И их уже не вернуть. «Пожалуйста, прости меня, папаша». Она все испортила. Сломала им жизнь. Теперь папашу уволят. Их вышвырнут из Билтмора, и им придется побираться на улицах Эшвилла, выпрашивая объедки. Никто не примет на работу человека, обманувшего предыдущего нанимателя, тайком поселившегося у него в подвале и таскавшего еду для своей дочери, у которой всего восемь пальцев. Никто.
Серафина посмотрела на Брэдена.
— Пожалуйста, не говори никому… — тихо попросила она.
Но девочка понимала, что ей нечем защищаться — на этот случай у нее нет когтей. Если Брэден захочет, он может рассказать их с отцом секрет кому угодно — мистеру Крэнкшоду, мистеру Бозману, даже мистеру и миссис Вандербильт. И тогда налаженной жизни в Билтморе придет конец. Вполне возможно, их отправят в тюрьму за кражу еды — за двенадцать лет они с отцом, верно, поели немало хозяйских запасов.
Брэден уже открыл рот, чтобы ответить, но тут лошади громко заржали, и экипаж резко остановился. Серафину швырнуло к противоположной стенке прямо на Вандербильта. Гидеан вскочил и бешено залаял.
— Что-то случилось, — воскликнул Брэден, отодвигая девочку, и распахнул дверцу.
Вокруг царила непроглядная тьма.
Серафина навострила уши, но ее сердце колотилось так громко, что она ничего не слышала. Тогда она постаралась успокоиться и снова прислушалась. В лесу стояла мертвая тишина. Не было слышно ни сов, ни лягушек, ни насекомых, ни птиц — ни одного обычного ночного звука, к которым привыкла Серафина. Только тишина.
Как будто все до единого живые существа попрятались, спасая свою жизнь. Или уже были мертвы.

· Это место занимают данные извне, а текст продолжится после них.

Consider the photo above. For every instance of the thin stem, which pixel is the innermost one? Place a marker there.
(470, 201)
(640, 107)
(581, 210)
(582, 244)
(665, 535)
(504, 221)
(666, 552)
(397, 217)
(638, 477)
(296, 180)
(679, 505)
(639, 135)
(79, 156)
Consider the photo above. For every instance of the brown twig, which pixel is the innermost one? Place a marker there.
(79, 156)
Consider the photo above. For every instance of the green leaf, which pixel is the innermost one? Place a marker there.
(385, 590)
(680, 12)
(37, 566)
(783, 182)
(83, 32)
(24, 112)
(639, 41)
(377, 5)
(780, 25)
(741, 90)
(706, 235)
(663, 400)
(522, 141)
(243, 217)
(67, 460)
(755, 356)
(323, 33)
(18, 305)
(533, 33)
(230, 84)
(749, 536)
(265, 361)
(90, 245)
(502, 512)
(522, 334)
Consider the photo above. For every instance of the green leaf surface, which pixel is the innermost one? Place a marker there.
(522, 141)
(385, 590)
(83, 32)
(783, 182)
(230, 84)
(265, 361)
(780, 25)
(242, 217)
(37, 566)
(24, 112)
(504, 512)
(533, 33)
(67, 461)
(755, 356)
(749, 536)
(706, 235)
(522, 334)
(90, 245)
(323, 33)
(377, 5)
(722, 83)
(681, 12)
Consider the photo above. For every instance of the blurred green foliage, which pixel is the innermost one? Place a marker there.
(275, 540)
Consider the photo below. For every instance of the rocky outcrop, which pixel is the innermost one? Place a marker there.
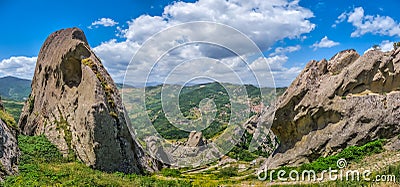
(9, 151)
(76, 104)
(348, 100)
(195, 139)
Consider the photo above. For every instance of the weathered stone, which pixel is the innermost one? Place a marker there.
(356, 102)
(195, 139)
(76, 104)
(9, 151)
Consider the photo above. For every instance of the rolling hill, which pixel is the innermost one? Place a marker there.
(13, 88)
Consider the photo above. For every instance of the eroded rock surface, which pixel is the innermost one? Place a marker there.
(9, 151)
(348, 100)
(76, 104)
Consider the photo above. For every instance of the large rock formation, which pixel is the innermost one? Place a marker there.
(76, 104)
(348, 100)
(9, 151)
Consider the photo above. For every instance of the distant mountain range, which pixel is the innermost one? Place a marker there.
(14, 88)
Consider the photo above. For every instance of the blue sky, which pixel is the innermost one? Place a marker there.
(315, 29)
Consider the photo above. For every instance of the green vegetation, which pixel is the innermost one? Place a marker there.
(167, 172)
(189, 99)
(13, 88)
(396, 45)
(228, 172)
(31, 103)
(41, 164)
(13, 107)
(350, 154)
(8, 119)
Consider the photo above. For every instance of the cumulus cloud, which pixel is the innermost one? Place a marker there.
(384, 46)
(283, 76)
(18, 66)
(324, 43)
(105, 22)
(265, 22)
(375, 24)
(284, 50)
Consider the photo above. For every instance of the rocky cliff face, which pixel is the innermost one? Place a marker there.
(348, 100)
(9, 151)
(76, 104)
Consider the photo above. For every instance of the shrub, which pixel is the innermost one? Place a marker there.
(168, 172)
(8, 119)
(228, 172)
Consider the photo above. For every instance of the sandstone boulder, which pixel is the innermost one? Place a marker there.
(9, 151)
(195, 139)
(75, 103)
(348, 100)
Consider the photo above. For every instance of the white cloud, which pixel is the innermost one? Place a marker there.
(384, 46)
(284, 50)
(105, 22)
(265, 22)
(283, 76)
(18, 66)
(324, 43)
(382, 25)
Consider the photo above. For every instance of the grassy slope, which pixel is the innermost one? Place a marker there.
(41, 164)
(14, 88)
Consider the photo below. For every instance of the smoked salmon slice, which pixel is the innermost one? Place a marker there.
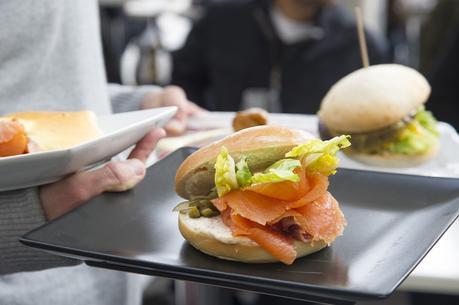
(276, 243)
(324, 219)
(285, 190)
(319, 185)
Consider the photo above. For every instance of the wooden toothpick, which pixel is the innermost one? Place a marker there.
(362, 40)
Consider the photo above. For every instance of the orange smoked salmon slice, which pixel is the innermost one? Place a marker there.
(324, 219)
(319, 185)
(253, 206)
(277, 244)
(285, 190)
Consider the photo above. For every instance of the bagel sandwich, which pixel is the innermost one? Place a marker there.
(260, 195)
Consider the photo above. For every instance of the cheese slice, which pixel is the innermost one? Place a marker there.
(58, 130)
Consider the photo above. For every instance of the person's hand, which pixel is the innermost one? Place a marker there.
(60, 197)
(172, 96)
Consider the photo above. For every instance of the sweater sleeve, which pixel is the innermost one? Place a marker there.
(128, 98)
(20, 212)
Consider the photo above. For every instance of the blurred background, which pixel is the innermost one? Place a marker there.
(280, 55)
(233, 54)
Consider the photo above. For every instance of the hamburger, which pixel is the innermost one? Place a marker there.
(260, 195)
(382, 108)
(25, 132)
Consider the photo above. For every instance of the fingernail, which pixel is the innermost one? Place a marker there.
(137, 166)
(175, 125)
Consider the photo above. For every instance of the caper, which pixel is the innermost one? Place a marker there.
(181, 206)
(207, 212)
(194, 212)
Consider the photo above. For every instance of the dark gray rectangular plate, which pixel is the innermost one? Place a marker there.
(393, 221)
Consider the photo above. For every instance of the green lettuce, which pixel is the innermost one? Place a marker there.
(243, 174)
(225, 173)
(282, 170)
(417, 137)
(320, 156)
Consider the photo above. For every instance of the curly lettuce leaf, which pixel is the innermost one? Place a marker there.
(243, 174)
(320, 156)
(225, 173)
(282, 170)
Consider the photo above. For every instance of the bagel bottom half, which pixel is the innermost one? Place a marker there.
(213, 237)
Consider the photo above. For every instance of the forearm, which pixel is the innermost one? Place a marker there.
(20, 212)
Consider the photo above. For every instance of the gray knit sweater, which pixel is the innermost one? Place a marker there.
(51, 59)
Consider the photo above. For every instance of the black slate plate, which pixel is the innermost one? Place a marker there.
(393, 221)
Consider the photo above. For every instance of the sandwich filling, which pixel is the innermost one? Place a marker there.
(287, 201)
(414, 135)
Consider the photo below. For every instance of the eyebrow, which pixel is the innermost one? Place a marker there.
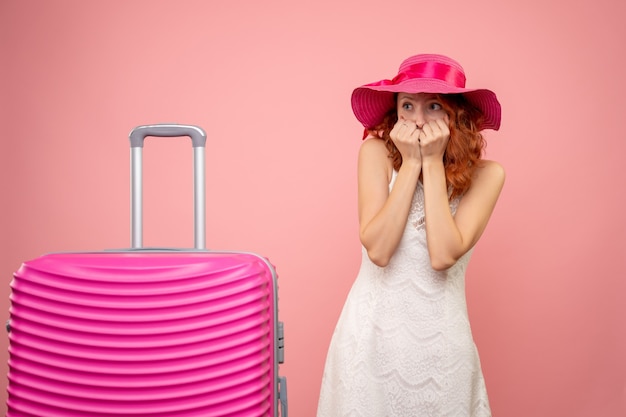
(409, 96)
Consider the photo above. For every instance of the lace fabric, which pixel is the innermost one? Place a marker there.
(403, 344)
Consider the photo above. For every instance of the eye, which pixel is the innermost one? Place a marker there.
(435, 106)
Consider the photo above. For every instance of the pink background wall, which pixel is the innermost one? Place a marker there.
(270, 81)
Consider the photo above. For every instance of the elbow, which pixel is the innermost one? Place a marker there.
(378, 258)
(441, 263)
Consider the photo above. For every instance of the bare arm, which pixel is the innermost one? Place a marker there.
(383, 214)
(450, 237)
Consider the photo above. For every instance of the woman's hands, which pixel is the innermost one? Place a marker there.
(421, 144)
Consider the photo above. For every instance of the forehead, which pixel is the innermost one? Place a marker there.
(416, 96)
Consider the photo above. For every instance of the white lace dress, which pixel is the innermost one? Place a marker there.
(403, 346)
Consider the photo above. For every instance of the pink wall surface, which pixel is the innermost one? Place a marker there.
(270, 81)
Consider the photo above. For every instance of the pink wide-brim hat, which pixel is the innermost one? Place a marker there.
(424, 73)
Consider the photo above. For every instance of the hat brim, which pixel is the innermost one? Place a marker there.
(371, 102)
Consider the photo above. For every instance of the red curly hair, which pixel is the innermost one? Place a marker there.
(465, 146)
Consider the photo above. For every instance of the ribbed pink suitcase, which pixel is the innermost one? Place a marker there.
(147, 332)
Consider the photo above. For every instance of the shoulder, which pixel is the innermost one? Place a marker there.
(374, 157)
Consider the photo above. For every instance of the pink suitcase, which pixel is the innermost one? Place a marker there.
(147, 332)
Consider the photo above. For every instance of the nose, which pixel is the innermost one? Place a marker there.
(419, 119)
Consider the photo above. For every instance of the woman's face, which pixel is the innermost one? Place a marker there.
(420, 108)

— Мистер Крэнкшод? — неуверенно позвал Брэден.
Никакого ответа.
Волоски у Серафины на затылке встали дыбом. Брэден высунулся из кареты, чтобы взглянуть на место кучера.
— Там никого нет! — ошеломленно сказал он. — Они оба ушли!
Четыре лошади по-прежнему были впряжены в экипаж, но сам он замер посреди дороги. В самой чаще леса.